8. The method according to claim 1, wherein when the detection result indicates that the target device data has a data leakage risk, performing anti-leakage processing on the target device data based on a data protection rule corresponding to the data leakage detection rule, so as to implement protection of the target device data in the computer device, including:

when the detection result represents that the target equipment data has a data leakage risk, determining equipment data to be encrypted in the target equipment data;

generating an encryption key based on the data protection rule;

and encrypting the device data to be encrypted based on the encryption key to obtain encrypted device data so as to realize the protection of the target device data in the computer device.

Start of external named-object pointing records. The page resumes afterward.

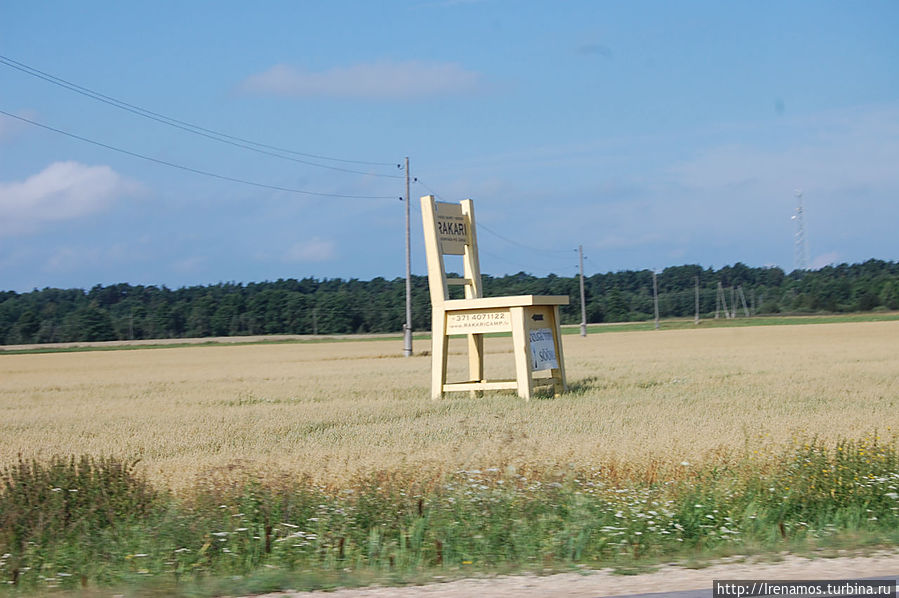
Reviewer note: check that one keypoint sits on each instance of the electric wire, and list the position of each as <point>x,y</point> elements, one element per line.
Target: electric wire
<point>483,226</point>
<point>189,168</point>
<point>214,135</point>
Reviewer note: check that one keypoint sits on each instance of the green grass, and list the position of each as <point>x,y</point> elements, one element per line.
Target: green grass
<point>94,523</point>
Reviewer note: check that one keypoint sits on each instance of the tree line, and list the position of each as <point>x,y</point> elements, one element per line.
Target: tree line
<point>336,306</point>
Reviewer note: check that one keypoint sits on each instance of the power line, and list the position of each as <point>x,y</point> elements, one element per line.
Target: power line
<point>214,135</point>
<point>483,226</point>
<point>191,169</point>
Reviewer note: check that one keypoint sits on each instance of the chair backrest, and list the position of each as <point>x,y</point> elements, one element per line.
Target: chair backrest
<point>450,230</point>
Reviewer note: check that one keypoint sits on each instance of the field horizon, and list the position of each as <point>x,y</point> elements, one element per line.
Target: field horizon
<point>641,404</point>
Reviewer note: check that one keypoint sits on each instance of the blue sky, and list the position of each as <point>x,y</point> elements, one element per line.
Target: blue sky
<point>652,133</point>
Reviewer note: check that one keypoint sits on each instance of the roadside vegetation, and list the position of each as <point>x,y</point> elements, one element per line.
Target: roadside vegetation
<point>234,469</point>
<point>96,523</point>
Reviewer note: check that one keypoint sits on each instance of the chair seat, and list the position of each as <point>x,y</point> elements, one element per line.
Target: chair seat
<point>501,302</point>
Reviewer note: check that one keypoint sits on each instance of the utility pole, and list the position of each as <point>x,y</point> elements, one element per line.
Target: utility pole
<point>655,297</point>
<point>407,327</point>
<point>696,317</point>
<point>580,253</point>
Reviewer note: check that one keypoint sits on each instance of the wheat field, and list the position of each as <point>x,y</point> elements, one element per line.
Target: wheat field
<point>639,400</point>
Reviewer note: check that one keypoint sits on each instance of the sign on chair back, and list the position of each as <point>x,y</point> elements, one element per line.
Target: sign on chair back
<point>533,320</point>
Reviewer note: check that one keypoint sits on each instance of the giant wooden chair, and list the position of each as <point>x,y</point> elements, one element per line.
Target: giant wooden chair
<point>533,320</point>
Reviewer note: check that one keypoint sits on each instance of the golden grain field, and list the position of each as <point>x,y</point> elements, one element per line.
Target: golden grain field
<point>337,409</point>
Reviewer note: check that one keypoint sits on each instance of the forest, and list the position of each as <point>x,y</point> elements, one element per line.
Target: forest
<point>337,306</point>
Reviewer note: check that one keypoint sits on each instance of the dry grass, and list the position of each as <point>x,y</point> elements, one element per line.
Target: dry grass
<point>640,400</point>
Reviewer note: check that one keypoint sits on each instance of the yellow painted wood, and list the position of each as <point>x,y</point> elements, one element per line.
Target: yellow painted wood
<point>522,351</point>
<point>449,229</point>
<point>478,321</point>
<point>511,301</point>
<point>475,386</point>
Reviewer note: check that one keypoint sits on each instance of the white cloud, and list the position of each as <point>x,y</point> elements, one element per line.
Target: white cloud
<point>858,147</point>
<point>62,191</point>
<point>312,250</point>
<point>376,80</point>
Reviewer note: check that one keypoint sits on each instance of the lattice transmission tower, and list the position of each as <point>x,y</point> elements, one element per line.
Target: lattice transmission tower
<point>800,249</point>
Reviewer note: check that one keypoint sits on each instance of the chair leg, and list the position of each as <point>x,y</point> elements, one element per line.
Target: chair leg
<point>439,350</point>
<point>476,361</point>
<point>522,351</point>
<point>561,384</point>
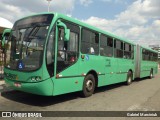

9. The method of claim 8, wherein the method further comprises:

And when the detection result represents that the encrypted equipment data does not have the risk of data leakage, decrypting the encrypted equipment data so as to restore the encrypted equipment data to the target equipment data.

10. The method of claim 1, wherein said detecting the change of the target device data to obtain the data change history information for the target device data comprises:

Detecting the change of the target equipment data;

when detecting that an application process operates on the target equipment data, performing association processing on change operation corresponding to the application process and a data identifier corresponding to the target equipment data to obtain historical change operation information corresponding to the target equipment data;

And writing the history change operation information into a storage chain table corresponding to the target equipment data to obtain data change history information.

11. The method of claim 1, wherein determining at least one data leakage detection rule and a data protection rule corresponding to the data leakage detection rule according to the at least one historical variation operation information comprises:

mapping each history change operation information based on a preset rule mapping logic to obtain a data leakage detection rule corresponding to each history change operation information;

12. A data protection device, comprising:

13. A computer device comprising a memory and a processor; the memory stores an application program, and the processor is configured to execute the application program in the memory to perform the operations in the data protection method according to any one of claims 1 to 11.

14. A computer readable storage medium storing a plurality of instructions adapted to be loaded by a processor to perform the steps in the data protection method of any one of claims 1 to 11.

15. A computer program product comprising a computer program or instructions which, when executed by a processor, carries out the steps of the data protection method of any one of claims 1 to 11.